10 Reasons Why New Year’s Resolutions Fail

10 Reasons Why New Year’s Resolutions Fail

A new year beautifully symbolizes a new chapter opening in the book that is your life. But while so many people like you aspire to achieve ambitious goals, only 12% of you will ever experience the taste of victory. Sound bad? It is. 156 million people (that’s 156,000,000) will probably give up on their resolution before you can say “confetti.” Keep on reading to learn why New Year’s resolutions fail (and how to succeed).

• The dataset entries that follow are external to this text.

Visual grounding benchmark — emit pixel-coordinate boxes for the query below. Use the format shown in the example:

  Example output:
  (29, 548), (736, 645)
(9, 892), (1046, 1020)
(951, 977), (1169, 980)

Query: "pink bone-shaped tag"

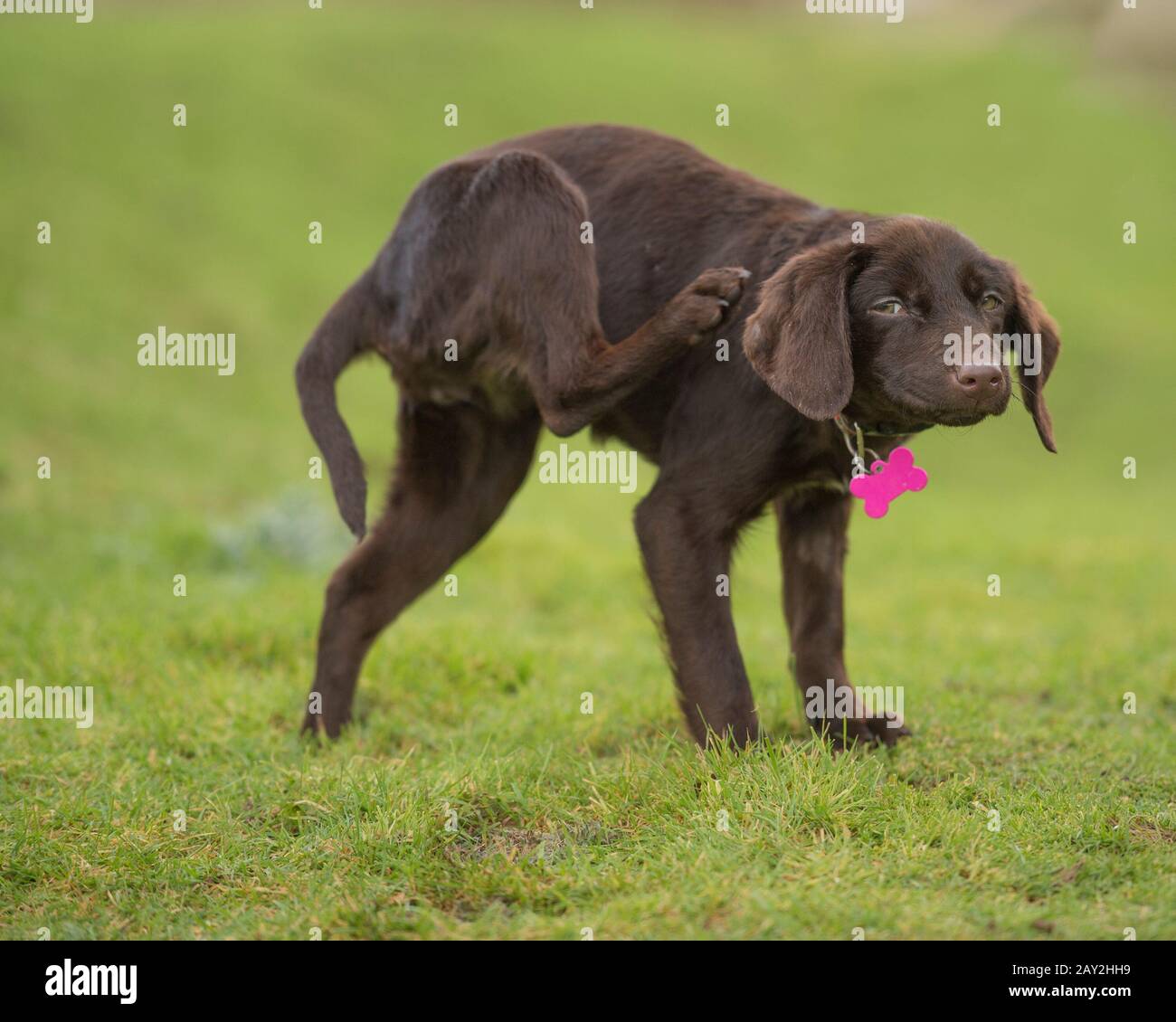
(849, 447), (926, 518)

Note: Since losing weight is the most common New Year’s resolution, I chose to focus on weight loss (but these principles can be applied to just about any goal you think of — make it work for you!).

1. You’re treating a marathon like a sprint.

Slow and steady habit change might not be sexy, but it’s a lot more effective than the “I want it ALL and I want it NOW!” mentality. Small changes stick better because they aren’t intimidating (if you do it right, you’ll barely even notice them!).

If you have a lot of bad habits today, the last thing you need to do is remodel your entire life overnight. Want to lose weight? Stop it with the crash diets and excessive exercise plans. Instead of following a super restrictive plan that bans anything fun, add one positive habit per week. For example, you could start with something easy like drinking more water during your first week. The following week, you could move on to eating 3 fruits and veggies every day. And the next week, you could aim to eat a fistful of protein at every meal.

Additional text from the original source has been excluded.